Most green glass is not radioactive. The green color in everyday glass comes from iron or chromium, which produce no radiation at all. However, a specific category of vintage green glass does contain uranium, and that glass is measurably radioactive. The key question is what’s causing the green color in the piece you’re looking at.
What Makes Some Green Glass Radioactive
Uranium has been used as a glass colorant since the late 1700s. Martin Klaproth, who identified uranium as a chemical element in 1789, was among the first to add it to glass. By the mid-1800s, glassmakers in Bohemia were routinely using uranium oxide to produce vivid yellow and yellow-green hues. This practice continued for over a century until the 1940s, when uranium was diverted for the Manhattan Project and banned as a glass ingredient.
The most well-known type is Vaseline glass, named for its resemblance to petroleum jelly. It ranges from transparent yellow to yellow-green. Some pieces appear distinctly green because glassmakers added iron alongside the uranium. These green uranium-containing pieces are sometimes grouped under “Vaseline glass” loosely, though purists reserve the term for the purer yellow-green variety. Restrictions on uranium in glass were lifted during the 1950s, and a few manufacturers resumed using it, though health concerns made it far less common.
Standard green glass, the kind used in bottles, windows, and modern kitchenware, gets its color from iron oxide or chromium oxide. These are not radioactive. The vast majority of green glass you’ll encounter in daily life falls into this category.
How to Tell the Difference
The simplest test is a UV blacklight. Uranium glass fluoresces a bright, unmistakable neon green under ultraviolet light. Regular green glass colored with iron or chromium does not glow this way. Inexpensive UV flashlights work well for this, and antique collectors use them routinely.
Visual appearance alone is unreliable. Some glass colored with cerium oxide (a non-uranium additive) can look identical to Vaseline glass. Adding to the confusion, cerium-colored glass can still be mildly radioactive due to thorium impurities that sometimes accompany cerium. A Geiger counter provides the most definitive answer, but for most people, the blacklight test is sufficient to identify uranium content.
How Radioactive Uranium Glass Actually Is
Uranium glass emits measurable radiation, but the levels depend heavily on distance. Measurements from the University of Notre Dame show that a piece of uranium glass produces about 9.0 microsieverts per hour at one foot away. At three feet, that drops to 1.0 microsieverts per hour. At six feet, it falls to 0.25 microsieverts per hour. For context, the average radiation dose a person receives from all natural background sources is roughly 0.06 microsieverts per hour.
So sitting right next to uranium glass exposes you to radiation levels roughly 150 times the average background dose. That sounds alarming, but the numbers are still quite small in absolute terms. A single chest X-ray delivers around 20 microsieverts all at once.
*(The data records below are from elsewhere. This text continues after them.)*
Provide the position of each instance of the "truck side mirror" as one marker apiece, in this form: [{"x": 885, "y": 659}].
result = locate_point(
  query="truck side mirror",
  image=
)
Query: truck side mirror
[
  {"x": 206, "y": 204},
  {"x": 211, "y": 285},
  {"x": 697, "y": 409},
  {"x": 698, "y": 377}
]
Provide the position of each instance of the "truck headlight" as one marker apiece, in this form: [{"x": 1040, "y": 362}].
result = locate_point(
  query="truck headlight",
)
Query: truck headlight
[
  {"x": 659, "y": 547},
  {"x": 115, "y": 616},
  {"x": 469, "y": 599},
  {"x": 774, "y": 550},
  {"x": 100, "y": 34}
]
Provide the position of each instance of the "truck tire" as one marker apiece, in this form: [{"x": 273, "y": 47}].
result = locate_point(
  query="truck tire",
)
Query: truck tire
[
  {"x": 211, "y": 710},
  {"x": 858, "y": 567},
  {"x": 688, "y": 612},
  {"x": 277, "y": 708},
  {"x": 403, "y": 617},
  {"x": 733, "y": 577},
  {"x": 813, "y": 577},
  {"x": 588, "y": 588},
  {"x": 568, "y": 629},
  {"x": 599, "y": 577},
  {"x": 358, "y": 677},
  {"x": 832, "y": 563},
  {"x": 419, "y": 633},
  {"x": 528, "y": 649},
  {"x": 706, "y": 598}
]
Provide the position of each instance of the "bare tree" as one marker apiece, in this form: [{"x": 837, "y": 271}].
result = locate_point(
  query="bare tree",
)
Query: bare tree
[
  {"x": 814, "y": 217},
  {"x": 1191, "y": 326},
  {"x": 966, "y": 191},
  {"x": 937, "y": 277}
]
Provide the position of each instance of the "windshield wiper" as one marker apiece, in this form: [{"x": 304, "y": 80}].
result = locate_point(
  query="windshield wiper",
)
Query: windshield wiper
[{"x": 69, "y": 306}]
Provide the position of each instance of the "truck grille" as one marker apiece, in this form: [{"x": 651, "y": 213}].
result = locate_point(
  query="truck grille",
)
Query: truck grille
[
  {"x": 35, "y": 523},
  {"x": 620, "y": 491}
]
Displaying uranium glass on a shelf across the room produces exposure comparable to natural background radiation. The practical concern is prolonged close contact, not having a piece in your home.
Is It Safe to Own and Display?
The U.S. Nuclear Regulatory Commission exempts uranium glassware from licensing requirements, meaning you can legally buy, own, and sell it without any special permits. Current regulations allow glassware to contain up to 2 percent uranium by weight. Vintage pieces manufactured before August 2013 are permitted up to 10 percent by weight, reflecting the higher concentrations used historically. The NRC specifically excludes construction materials like glass bricks and ceramic tiles from this exemption, but decorative glassware and tableware fall within it.
For display purposes, uranium glass poses minimal risk. The radiation is primarily alpha and beta particles, which don’t penetrate far through air and can’t pass through glass display cases or even a few inches of open space effectively. Keeping pieces on a shelf rather than in constant hand contact is a reasonable precaution.
The Food and Drink Question
Using uranium glass for food or beverages is a different matter. Research published in the journal Science of the Total Environment found that acidic substances like vinegar and even household bleach can dissolve uranium compounds from the surface of uranium-containing dishware. The study found that fresh soluble uranium compounds form readily on clean surfaces, meaning the risk isn’t limited to old, degraded pieces.
Uranium is both a source of alpha radiation and a chemical toxin that damages the kidneys. While the amount ingested from casual handling may be small, it can still exceed the roughly 40 millibecquerels of uranium in a typical daily diet by several times. Someone who regularly eats or drinks from uranium-glazed dishware could accumulate meaningful exposure over time. The researchers concluded that these dishes should not be used for preparing, storing, or serving food.
If you collect uranium glass, treating it as decorative rather than functional is the practical approach. Display it, enjoy the distinctive glow under blacklight, but keep your morning orange juice in something else.